Mientras la ONU, la Cruz Roja, la OMS y algunas de las ONG más influyentes del planeta siguen predicando sobre derechos humanos y protección a los más vulnerables, las cifras y los testimonios muestran otra realidad: la de una maquinaria plagada de abusos sexuales que son encubiertos de forma sistemática.
Uno de los grupos señalados son los Cascos Azules de la ONU. Sólo en Haití, entre 2004 y 2017, al menos 2.000 mujeres y niñas fueron víctimas de violaciones y explotación por parte del personal de la ONU. Muchas de ellas quedaron embarazadas y fueron abandonadas sin ningún tipo de ayuda.
En la República Democrática del Congo, el patrón fue igual o peor: entre 2004 y 2006 se reportaron más de 140 casos vinculados a la Misión de las Naciones Unidas en la República Democrática del Congo (MONUC). Violaciones, sexo a cambio de comida y dinero, prostitución forzada… todo con el sello de las Naciones Unidas.
Y no son casos del pasado. En 2023, nueve Cascos Azules sudafricanos fueron repatriados tras ser acusados de agresión sexual en el este del Congo. En 2024, la propia ONU reconoció 125 víctimas por «inconducta sexual», 65 de ellas mujeres violadas. La mayoría acabó dando a luz sin apoyo alguno. Desde 2006, se acumulan más de 750 demandas de paternidad por parte de mujeres abandonadas por soldados de la ONU. Más de 500 siguen sin resolverse.
Mientras tanto, la inmunidad diplomática protege a los agresores y deja a las víctimas sin justicia.
Las ONG tampoco escapan de este lodazal. Oxfam fue protagonista en 2018 cuando se supo que sus trabajadores en Haití contrataron prostitutas —algunas presuntamente menores de edad— tras el terremoto de 2010. Su filial española, Oxfam Intermón, admitió cuatro casos de «mala conducta sexual», incluyendo acoso, intimidación y pago por sexo. El patrón se repite: abusos, despidos sin consecuencias penales y promesas vacías.
Plan International también reconoció seis casos de abuso sexual infantil entre 2016 y 2017, incluyendo agresiones por parte de personal propio. Aunque se reportaron a las autoridades, los resultados siguen sin conocerse.

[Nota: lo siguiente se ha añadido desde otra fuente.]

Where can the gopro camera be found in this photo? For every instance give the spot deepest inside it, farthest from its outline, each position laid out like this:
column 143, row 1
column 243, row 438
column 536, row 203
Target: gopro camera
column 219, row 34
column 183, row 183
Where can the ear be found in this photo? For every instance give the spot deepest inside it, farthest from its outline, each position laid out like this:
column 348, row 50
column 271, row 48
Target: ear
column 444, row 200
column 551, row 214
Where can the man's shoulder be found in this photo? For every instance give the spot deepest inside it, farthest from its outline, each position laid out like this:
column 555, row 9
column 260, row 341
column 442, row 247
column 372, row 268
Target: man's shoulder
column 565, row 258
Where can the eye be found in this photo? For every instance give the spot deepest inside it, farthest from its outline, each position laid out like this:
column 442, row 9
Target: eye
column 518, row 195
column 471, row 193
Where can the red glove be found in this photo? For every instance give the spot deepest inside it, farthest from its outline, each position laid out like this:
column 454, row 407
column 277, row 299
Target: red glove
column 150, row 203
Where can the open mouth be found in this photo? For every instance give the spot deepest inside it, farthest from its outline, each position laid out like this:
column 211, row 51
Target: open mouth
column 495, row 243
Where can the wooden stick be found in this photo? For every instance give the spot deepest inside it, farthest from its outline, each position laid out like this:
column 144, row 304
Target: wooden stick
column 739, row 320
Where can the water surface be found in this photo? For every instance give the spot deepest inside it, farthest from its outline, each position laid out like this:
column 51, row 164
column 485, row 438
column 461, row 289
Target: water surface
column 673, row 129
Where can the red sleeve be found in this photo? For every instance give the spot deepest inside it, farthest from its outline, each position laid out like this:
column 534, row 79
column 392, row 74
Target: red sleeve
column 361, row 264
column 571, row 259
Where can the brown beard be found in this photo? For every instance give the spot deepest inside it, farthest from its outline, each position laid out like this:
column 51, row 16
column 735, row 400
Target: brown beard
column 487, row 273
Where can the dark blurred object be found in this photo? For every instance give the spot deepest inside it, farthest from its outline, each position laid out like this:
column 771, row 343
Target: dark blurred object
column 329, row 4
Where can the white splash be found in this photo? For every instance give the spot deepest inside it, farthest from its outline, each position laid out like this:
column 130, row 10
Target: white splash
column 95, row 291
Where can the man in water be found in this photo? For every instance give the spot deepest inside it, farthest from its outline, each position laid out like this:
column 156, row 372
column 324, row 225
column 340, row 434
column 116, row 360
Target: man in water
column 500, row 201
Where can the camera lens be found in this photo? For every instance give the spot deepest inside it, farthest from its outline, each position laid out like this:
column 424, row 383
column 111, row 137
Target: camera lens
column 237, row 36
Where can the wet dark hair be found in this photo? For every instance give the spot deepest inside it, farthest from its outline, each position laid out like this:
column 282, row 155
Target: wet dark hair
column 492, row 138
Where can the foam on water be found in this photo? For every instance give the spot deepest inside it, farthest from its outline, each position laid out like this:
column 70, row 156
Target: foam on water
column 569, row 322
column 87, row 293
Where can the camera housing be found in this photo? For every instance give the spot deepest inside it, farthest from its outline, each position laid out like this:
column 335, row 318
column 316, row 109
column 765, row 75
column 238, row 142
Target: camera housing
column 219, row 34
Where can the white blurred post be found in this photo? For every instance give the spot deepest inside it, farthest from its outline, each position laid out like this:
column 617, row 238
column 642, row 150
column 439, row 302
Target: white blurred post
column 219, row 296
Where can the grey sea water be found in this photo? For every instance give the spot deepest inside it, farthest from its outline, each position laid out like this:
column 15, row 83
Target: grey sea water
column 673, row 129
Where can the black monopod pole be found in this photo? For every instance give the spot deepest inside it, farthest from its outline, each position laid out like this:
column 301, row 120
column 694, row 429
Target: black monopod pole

Ni siquiera la Organización Mundial de la Salud (OMS) se libra. Entre 2018 y 2020, en plena emergencia sanitaria por el ébola en el Congo, se denunciaron 83 casos de abuso y explotación sexual, 21 de ellos implicando a empleados directos de la OMS. Algunas víctimas denunciaron haber sido embriagadas y obligadas a mantener relaciones sexuales dentro de hospitales.
La reacción del director general, Tedros Adhanom Ghebreyesus, se limitó a pedir disculpas y prometer reformas. Cuatro trabajadores fueron despedidos. Fin de la historia. Ni un juicio. Ni una condena.

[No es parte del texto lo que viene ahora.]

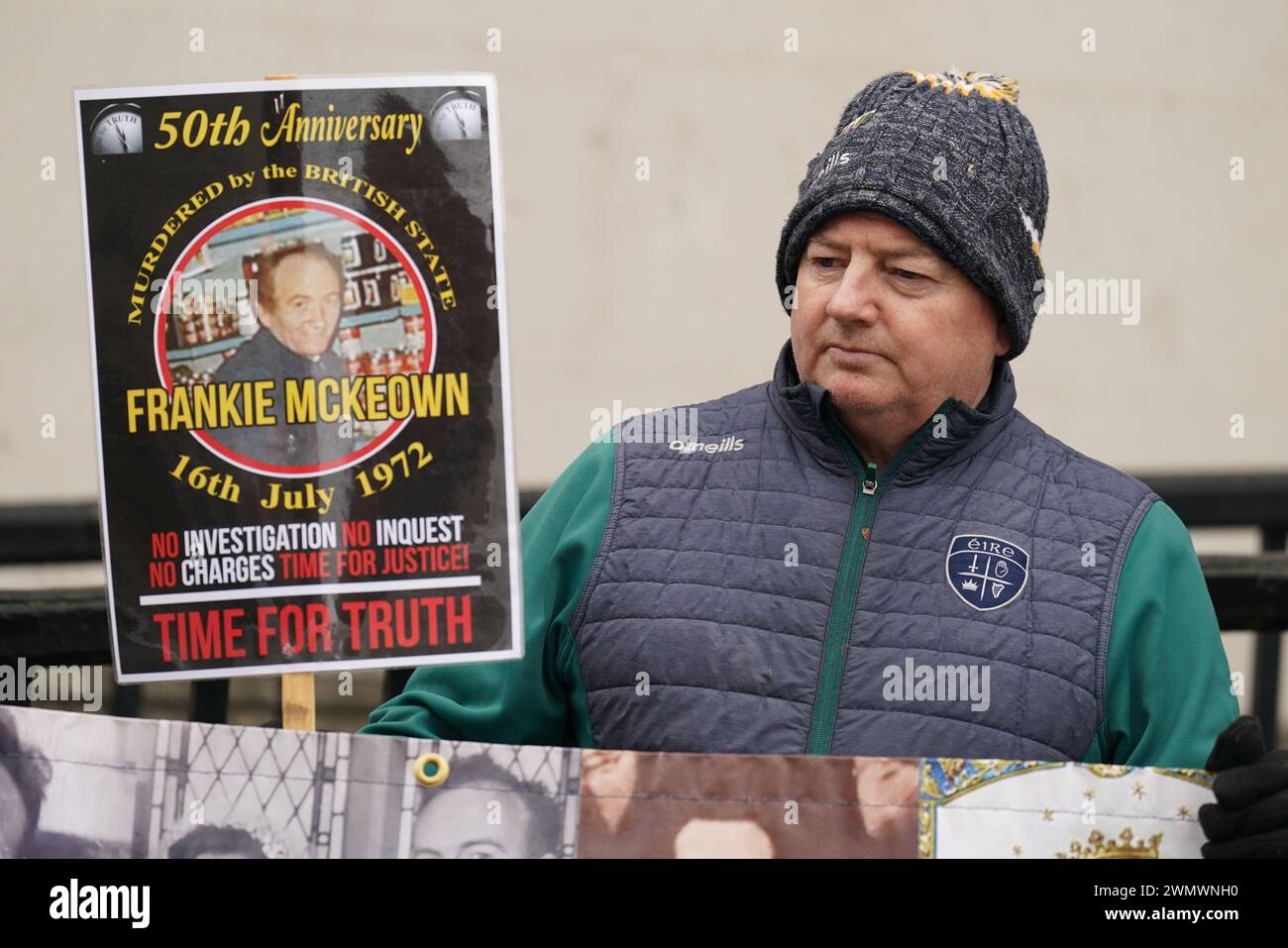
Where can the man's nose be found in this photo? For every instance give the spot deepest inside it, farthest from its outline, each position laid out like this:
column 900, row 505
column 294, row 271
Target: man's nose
column 857, row 292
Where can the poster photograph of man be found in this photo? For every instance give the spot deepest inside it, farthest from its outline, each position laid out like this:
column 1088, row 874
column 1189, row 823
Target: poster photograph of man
column 683, row 451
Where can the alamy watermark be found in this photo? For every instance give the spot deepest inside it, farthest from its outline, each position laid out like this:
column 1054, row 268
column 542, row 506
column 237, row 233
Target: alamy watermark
column 643, row 425
column 1081, row 296
column 914, row 682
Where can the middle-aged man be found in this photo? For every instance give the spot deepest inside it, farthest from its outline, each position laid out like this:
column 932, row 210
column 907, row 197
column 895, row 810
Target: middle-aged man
column 300, row 295
column 876, row 554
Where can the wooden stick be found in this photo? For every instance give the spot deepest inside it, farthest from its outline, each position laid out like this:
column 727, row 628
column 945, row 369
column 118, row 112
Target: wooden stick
column 299, row 708
column 299, row 698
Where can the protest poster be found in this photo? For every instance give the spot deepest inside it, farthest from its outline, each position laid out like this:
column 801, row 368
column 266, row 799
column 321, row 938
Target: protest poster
column 85, row 785
column 297, row 320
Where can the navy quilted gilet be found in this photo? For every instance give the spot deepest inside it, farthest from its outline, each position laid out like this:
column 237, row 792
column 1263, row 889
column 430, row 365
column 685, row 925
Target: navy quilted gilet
column 696, row 634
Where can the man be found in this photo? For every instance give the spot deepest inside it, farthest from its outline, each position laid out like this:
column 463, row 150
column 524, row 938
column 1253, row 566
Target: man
column 874, row 554
column 300, row 292
column 487, row 813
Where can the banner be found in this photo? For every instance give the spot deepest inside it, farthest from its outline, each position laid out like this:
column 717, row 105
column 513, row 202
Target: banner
column 78, row 785
column 301, row 378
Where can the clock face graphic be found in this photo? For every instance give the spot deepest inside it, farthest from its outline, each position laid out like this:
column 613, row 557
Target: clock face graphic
column 459, row 116
column 117, row 130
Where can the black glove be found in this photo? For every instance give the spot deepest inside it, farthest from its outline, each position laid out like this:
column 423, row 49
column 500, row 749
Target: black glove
column 1249, row 817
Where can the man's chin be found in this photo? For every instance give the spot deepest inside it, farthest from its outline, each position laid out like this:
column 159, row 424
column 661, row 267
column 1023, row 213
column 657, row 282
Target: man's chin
column 848, row 394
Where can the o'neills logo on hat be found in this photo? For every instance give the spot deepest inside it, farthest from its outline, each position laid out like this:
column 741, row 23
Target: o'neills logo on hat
column 692, row 447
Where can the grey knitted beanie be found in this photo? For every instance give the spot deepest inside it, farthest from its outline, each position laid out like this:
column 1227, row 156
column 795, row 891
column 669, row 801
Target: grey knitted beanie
column 951, row 158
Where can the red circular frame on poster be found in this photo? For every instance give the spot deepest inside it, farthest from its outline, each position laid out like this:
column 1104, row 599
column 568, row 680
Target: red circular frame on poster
column 307, row 204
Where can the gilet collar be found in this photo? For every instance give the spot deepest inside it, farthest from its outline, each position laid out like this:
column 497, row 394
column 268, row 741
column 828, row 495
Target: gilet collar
column 803, row 406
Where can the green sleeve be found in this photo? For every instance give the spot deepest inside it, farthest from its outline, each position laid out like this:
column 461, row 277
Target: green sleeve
column 1167, row 681
column 537, row 699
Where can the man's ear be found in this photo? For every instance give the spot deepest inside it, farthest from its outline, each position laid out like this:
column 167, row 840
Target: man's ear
column 1004, row 338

El Comité Internacional de la Cruz Roja, por su parte, reconoció en 2018 que 21 empleados habían sido despedidos o forzados a renunciar por pagar por sexo desde 2005. Dos más fueron apartados por sospechas. No se ofrecieron detalles ni se informó de acciones judiciales. Lo único que quedó claro es que su política interna «prohíbe pagar por sexo», incluso donde es legal. Pero eso no impidió que ocurriera durante más de una década.
En 2024, el fiscal jefe de la Corte Penal Internacional, Karim Khan, fue acusado de abuso sexual y coacción por parte de una abogada de la CPI. La mujer aseguró haber sufrido tocamientos, presión para mantener relaciones sexuales y haber sido encerrada en la oficina de Khan. La denuncia fue rápidamente archivada por el mecanismo interno, que ni siquiera interrogó al acusado. Sólo tras una ola de presión internacional, se anunció una investigación externa. El caso, a día de hoy, sigue abierto.
El denominador común de todos estos escándalos es la impunidad. Las víctimas —la mayoría mujeres y niñas pobres— son revictimizadas, silenciadas o abandonadas. Denunciar a un miembro de la ONU o de una gran ONG implica enfrentarse a la indiferencia, al estigma y, a menudo, al peligro.
Mientras tanto, las organizaciones implicadas siguen lanzando campañas, firmando acuerdos internacionales y llenándose la boca con grandes palabras como «igualdad», «derechos» y «justicia social». Pero tras ese discurso, lo que hay es un sistema blindado, incapaz —o más bien reacio— a castigar a sus depredadores internos.